How do you get commuters excited about energy efficiency? Rally them into a competition that is both fun and financially rewarding.

As commuter traffic grows, Vermont faces challenges when it comes to road congestion, increased infrastructure expenses, intensified carbon emissions, and overall cost.

Beginning as a small local initiative based in Vermont’s most populous county, the Way to Go! Challenge encourages commuters to change their commuting habits by finding alternatives to the single-occupancy vehicle. By signing up for the Way to Go! Challenge, commuters make a public commitment to use less gasoline and reduce carbon emissions (while having fun!) for one week.

By 2009, the local initiative had strong participation, but the Vermont Agency of Transportation (VTrans) needed help in order to grow the program.


VEIC partnered with VTrans in 2009 to further develop Way to Go. Through a reinvigorated marketing campaign, development of challenge options, and a website redesign that featured tools and easier access for businesses, schools, and communities, VEIC increased both participation and engagement. Data collected since VEIC’s involvement shows a significant decrease in miles traveled and carbon emissions during the annual week-long challenge.

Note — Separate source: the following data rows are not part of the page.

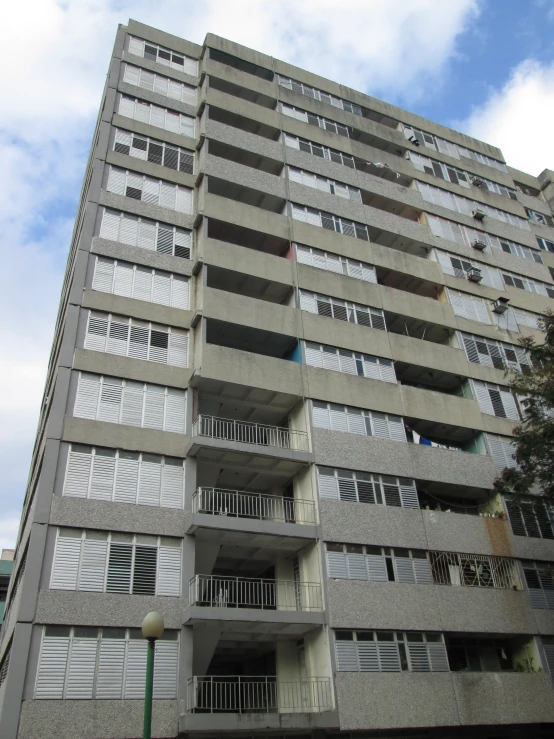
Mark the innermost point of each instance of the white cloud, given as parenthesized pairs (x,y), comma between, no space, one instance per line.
(59,52)
(517,118)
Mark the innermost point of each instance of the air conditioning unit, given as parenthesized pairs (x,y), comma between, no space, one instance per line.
(474,274)
(500,305)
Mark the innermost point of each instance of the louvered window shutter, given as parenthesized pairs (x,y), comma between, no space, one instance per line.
(52,667)
(169,571)
(65,568)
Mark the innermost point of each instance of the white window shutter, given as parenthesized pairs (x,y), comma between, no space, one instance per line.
(88,394)
(168,580)
(65,567)
(52,667)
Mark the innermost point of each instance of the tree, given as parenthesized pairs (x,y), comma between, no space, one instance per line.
(534,437)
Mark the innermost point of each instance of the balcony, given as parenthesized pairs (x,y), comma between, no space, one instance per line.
(213,591)
(237,694)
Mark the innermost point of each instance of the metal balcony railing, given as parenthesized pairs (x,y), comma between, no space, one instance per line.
(222,502)
(253,592)
(256,694)
(250,433)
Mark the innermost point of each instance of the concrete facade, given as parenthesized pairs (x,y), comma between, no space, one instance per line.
(258,484)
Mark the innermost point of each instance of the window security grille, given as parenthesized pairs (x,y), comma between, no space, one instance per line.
(465,236)
(146,234)
(358,421)
(453,265)
(317,150)
(501,449)
(103,562)
(142,283)
(377,564)
(327,220)
(151,150)
(532,286)
(446,199)
(363,487)
(352,363)
(378,651)
(124,477)
(315,120)
(490,353)
(128,337)
(531,518)
(159,54)
(169,120)
(149,190)
(468,306)
(495,400)
(324,184)
(341,310)
(162,85)
(316,94)
(539,577)
(84,663)
(131,403)
(335,263)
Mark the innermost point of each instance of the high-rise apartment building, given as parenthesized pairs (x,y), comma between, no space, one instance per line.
(274,412)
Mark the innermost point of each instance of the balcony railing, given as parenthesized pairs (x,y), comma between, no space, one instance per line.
(250,433)
(235,503)
(256,694)
(253,592)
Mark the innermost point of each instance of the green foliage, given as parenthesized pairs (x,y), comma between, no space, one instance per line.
(534,437)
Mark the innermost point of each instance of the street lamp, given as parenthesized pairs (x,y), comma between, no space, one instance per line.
(152,629)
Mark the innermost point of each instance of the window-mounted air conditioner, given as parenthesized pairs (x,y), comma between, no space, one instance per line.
(478,244)
(474,274)
(500,305)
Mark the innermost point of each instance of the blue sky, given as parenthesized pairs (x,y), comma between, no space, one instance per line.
(483,66)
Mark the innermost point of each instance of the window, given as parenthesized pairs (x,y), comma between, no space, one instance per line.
(390,651)
(115,475)
(169,120)
(141,283)
(358,421)
(352,363)
(501,449)
(342,310)
(149,190)
(152,150)
(152,235)
(468,306)
(159,54)
(364,487)
(315,120)
(490,353)
(84,662)
(530,518)
(103,562)
(329,221)
(318,150)
(324,184)
(110,399)
(379,564)
(495,400)
(335,263)
(161,85)
(466,206)
(540,583)
(129,337)
(316,94)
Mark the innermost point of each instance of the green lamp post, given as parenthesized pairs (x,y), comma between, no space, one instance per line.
(152,629)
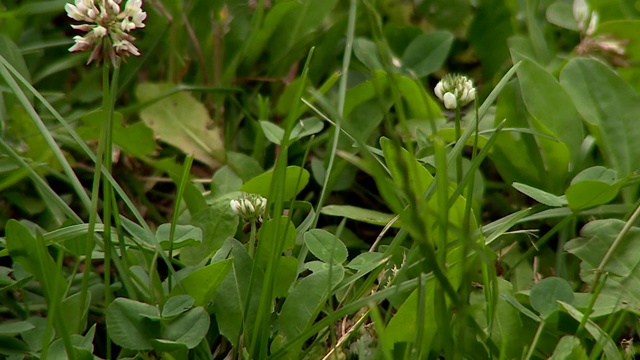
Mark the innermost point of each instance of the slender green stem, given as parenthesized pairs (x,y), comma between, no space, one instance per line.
(107,190)
(536,338)
(252,238)
(459,157)
(95,188)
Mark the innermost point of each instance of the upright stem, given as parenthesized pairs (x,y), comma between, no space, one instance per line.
(459,158)
(252,238)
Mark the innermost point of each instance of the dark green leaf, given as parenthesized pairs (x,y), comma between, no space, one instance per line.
(326,246)
(545,295)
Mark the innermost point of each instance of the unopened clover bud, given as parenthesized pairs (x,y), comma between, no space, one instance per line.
(455,91)
(107,27)
(249,207)
(450,101)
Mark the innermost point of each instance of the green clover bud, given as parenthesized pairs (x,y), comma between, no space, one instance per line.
(249,207)
(455,91)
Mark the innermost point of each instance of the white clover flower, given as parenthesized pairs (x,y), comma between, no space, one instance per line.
(455,91)
(249,207)
(107,28)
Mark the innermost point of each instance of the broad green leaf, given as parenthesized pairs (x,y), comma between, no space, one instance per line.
(611,109)
(596,173)
(516,154)
(326,246)
(285,275)
(36,336)
(201,284)
(569,348)
(510,329)
(403,327)
(544,296)
(360,214)
(272,132)
(33,256)
(170,346)
(426,53)
(589,193)
(296,178)
(596,239)
(231,296)
(138,232)
(366,51)
(218,223)
(365,260)
(305,300)
(75,322)
(82,346)
(182,121)
(185,235)
(129,326)
(610,349)
(549,104)
(189,328)
(514,302)
(540,196)
(176,305)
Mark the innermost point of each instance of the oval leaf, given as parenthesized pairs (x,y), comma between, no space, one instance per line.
(326,246)
(545,295)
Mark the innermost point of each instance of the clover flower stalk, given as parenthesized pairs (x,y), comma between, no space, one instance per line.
(250,207)
(107,28)
(107,35)
(455,91)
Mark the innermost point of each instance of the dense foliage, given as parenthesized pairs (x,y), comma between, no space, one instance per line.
(362,179)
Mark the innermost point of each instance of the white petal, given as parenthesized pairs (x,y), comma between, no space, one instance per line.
(438,90)
(450,101)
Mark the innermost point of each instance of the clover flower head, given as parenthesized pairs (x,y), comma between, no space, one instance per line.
(455,91)
(249,206)
(107,28)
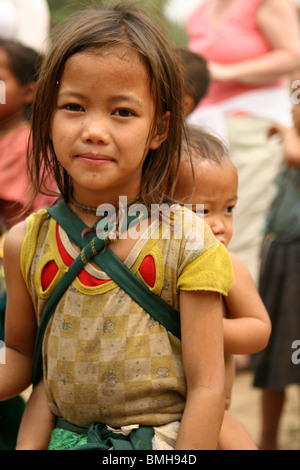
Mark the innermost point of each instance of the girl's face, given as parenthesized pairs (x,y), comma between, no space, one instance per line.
(215,188)
(102,123)
(16,96)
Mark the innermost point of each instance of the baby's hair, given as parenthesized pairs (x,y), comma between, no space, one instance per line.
(24,63)
(92,29)
(200,145)
(195,72)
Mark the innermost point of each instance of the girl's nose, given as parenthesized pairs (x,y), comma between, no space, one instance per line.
(95,130)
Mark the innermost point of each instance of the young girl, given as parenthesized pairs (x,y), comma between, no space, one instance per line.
(107,122)
(246,321)
(18,74)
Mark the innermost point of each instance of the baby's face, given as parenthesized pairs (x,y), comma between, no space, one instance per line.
(216,188)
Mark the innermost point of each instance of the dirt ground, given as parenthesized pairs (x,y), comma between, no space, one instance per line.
(247,407)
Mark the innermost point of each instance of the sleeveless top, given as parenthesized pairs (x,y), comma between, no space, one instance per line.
(105,358)
(236,38)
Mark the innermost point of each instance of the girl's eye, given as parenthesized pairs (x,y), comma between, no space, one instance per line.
(229,209)
(123,112)
(73,107)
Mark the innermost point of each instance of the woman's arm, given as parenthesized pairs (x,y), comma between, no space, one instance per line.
(37,422)
(20,321)
(248,329)
(291,143)
(278,23)
(203,360)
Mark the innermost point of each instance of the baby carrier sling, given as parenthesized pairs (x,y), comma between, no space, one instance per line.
(94,248)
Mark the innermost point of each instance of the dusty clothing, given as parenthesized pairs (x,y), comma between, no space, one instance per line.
(105,358)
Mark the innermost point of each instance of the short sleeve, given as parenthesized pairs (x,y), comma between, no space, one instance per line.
(210,271)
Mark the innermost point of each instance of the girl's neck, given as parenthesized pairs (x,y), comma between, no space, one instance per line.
(88,213)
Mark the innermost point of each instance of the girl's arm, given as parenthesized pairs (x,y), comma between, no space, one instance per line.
(20,322)
(248,329)
(278,23)
(37,422)
(203,360)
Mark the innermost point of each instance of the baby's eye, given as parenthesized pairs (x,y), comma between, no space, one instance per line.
(73,107)
(123,112)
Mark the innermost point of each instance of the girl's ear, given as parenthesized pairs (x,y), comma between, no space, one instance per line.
(29,93)
(162,131)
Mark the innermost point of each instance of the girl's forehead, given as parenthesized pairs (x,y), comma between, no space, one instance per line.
(122,55)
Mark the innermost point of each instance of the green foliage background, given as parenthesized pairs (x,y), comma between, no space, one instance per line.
(62,8)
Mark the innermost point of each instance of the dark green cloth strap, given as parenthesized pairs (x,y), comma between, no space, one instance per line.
(99,437)
(92,247)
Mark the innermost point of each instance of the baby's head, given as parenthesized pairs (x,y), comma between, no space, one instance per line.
(212,181)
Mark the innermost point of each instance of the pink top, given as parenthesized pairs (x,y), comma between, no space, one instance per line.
(235,39)
(13,173)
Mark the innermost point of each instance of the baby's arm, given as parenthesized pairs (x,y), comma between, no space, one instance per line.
(248,329)
(37,422)
(20,321)
(203,360)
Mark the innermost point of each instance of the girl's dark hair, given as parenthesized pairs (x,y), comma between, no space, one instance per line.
(92,29)
(24,63)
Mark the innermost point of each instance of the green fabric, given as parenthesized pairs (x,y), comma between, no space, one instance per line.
(94,248)
(11,412)
(67,436)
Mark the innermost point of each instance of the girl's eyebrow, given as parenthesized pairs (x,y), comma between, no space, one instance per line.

According to Ross MacDonald, Go Vermont program manager and public transit coordinator for VTrans, VEIC’s success with the program is a result of their unique approach to the serious topic of energy conservation.

"The overall marketing approach, the use of prizes, and the whole aesthetic of Way to Go! is one of inclusion, fun, and competition," says Ross. "I've seen some different programs that have a more serious message like: 'help save the environment,' or 'why aren’t you doing more?' VEIC has a light touch with a fun message."


  • Participation grew by 1,768 commuters between 2010 and 2013.
  • Over 90% of participants said they would likely participate in future challenges.
  • Vermonters saved 13,580 gallons of gasoline (the equivalent of $48,500) and avoided 266,100 pounds of carbon emissions in 2013.